# Sticky  TRIFECTA Performance - Comprehensive tuning for your Chevrolet Cruze!



## Thebigzeus (Dec 2, 2018)

Let me know when you have a "switcher" sale


----------



## JLL (Sep 12, 2017)

Thebigzeus said:


> Let me know when you have a "switcher" sale


Are you STILL waiting on BNR?


----------



## Thebigzeus (Dec 2, 2018)

JLL said:


> Are you STILL waiting on BNR?


No, reverted back to their normal base tune and gave up. Too many overboost issues.


----------



## JLL (Sep 12, 2017)

Thebigzeus said:


> No, reverted back to their normal base tune and gave up. Too many overboost issues.


With the Forge Bypass Valve? Was it recirculating or atmospheric?


----------



## Thebigzeus (Dec 2, 2018)

JLL said:


> With the Forge Bypass Valve? Was it recirculating or atmospheric?


I dont wanna thread hijack , but that valve doesnt matter, its the Forge wastegate actuator though that does.


----------



## pandrad61 (Jul 8, 2015)

Trifecta for your elite tune.
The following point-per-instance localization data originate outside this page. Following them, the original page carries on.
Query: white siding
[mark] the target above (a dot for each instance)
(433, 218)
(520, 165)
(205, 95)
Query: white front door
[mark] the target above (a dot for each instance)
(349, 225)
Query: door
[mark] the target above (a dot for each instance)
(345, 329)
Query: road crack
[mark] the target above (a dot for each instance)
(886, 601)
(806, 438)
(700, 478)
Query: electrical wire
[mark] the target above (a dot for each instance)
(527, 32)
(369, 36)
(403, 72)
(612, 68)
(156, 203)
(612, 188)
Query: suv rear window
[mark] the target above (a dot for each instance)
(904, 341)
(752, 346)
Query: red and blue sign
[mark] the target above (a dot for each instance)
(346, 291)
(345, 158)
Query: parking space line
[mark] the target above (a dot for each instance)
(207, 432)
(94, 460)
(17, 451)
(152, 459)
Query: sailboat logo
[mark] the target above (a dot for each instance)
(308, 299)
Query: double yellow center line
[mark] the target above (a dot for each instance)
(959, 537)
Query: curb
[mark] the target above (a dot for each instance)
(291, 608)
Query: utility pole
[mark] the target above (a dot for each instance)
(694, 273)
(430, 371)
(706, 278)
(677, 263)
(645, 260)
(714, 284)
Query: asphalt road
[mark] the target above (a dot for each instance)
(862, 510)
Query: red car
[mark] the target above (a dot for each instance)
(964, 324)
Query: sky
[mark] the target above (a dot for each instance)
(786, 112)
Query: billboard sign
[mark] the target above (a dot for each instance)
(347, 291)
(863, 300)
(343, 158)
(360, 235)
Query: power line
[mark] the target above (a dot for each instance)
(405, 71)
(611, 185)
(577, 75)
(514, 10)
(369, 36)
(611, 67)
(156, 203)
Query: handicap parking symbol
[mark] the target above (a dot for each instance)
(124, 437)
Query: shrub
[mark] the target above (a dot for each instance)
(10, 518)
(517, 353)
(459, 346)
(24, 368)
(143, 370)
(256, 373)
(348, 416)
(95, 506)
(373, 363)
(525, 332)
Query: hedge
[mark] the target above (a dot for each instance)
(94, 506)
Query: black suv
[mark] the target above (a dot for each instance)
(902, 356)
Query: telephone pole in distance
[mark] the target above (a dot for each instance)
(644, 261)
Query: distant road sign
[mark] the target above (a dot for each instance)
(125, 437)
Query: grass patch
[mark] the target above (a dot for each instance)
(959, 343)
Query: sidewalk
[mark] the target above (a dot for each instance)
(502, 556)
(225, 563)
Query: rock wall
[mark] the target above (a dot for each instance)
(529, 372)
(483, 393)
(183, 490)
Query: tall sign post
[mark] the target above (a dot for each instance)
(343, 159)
Will you guys offer a dual tune on the fly? Like cruise control on it’s a super eco tune, then with it off day your 50hp diesel tune.

Any chance for the diesel tune we can have the screen display when a regen is on so we don’t disrupt it by turning it off.


----------



## Noiitekk (Feb 28, 2017)

I can vouch that they don’t take 3+ weeks to reply


----------



## Blasirl (Mar 31, 2015)

Moved to new Gen I tuning section since you posted in the Gen I powertrain section. If you want this to be in the general discussion section so it is Gen neutral, let me know.


----------